Les pratiques funéraires du site de Cro-Magnon
Plusieurs des critères habituellement évoqués pour confirmer l’intentionnalité du dépôt permettent d’identifier l’abri rocheux de Cro-Magnon comme un site funéraire, même si le manque de documentation concernant les fouilles de 1868 ne permet pas de discuter précisément de l’organisation des sépultures. L’inhumation soignée de sujets immatures, de même que le dépôt sur un même site d’enfants et d’adultes, ne sont pas inhabituelles au Paléolithique Supérieur moyen. Plusieurs sites européens ont en effet montré des dispositifs funéraires élaborés, y compris pour des nouveau-nés. Le recrutement du site de Cro-Magnon, avec l’association de quatre enfants en bas âge et de quatre adultes, dont trois âgés et un malade, apparaît en revanche tout à fait particulier pour le Gravettien, et suggère de possibles pratiques funéraires sélectives, peut-être liées à la perception de niveaux de vulnérabilité similaires.

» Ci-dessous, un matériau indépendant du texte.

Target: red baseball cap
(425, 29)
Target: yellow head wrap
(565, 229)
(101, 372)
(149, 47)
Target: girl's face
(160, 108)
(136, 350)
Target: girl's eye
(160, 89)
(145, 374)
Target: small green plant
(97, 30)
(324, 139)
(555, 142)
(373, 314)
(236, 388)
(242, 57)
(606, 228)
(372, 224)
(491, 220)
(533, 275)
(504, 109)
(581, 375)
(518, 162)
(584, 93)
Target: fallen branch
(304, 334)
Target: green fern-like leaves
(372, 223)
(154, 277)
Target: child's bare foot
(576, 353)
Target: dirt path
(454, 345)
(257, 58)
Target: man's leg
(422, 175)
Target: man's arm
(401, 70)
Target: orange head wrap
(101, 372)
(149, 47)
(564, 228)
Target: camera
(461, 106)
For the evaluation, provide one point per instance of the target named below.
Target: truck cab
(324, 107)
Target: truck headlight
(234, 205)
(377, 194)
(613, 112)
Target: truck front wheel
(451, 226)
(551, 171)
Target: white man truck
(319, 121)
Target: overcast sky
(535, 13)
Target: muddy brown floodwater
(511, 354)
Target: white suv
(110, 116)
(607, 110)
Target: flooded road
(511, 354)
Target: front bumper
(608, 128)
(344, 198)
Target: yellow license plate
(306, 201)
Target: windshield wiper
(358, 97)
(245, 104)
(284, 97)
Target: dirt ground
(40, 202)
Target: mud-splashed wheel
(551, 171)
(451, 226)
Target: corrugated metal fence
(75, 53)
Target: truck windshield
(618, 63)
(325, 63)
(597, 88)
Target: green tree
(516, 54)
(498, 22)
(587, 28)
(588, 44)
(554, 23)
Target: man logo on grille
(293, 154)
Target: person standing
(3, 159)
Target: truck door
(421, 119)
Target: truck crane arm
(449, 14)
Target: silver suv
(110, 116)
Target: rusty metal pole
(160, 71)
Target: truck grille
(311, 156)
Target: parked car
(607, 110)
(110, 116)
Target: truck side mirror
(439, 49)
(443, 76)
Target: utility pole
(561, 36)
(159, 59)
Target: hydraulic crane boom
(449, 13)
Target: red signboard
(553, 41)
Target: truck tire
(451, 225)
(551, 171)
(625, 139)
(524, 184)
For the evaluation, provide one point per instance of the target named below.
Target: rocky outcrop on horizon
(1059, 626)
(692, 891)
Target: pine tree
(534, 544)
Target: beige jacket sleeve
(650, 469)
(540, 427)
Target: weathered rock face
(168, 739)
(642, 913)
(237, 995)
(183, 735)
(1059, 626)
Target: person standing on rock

Quelles que soient les interprétations possibles de ce profil démographique, l’étude confirme que le site de Cro-Magnon demeure un site majeur pour la compréhension de la paléobiologie et des pratiques funéraires du Paléolithique Supérieur.
Référence
The Cro-Magnon babies: Morphology and mortuary implications of the Cro-Magnon immature remains. Caroline Partiot, Erik Trinkaus, Christopher J.Knüsel, Sébastien Villotte. Journal of Archaeological Science. Avril 2020.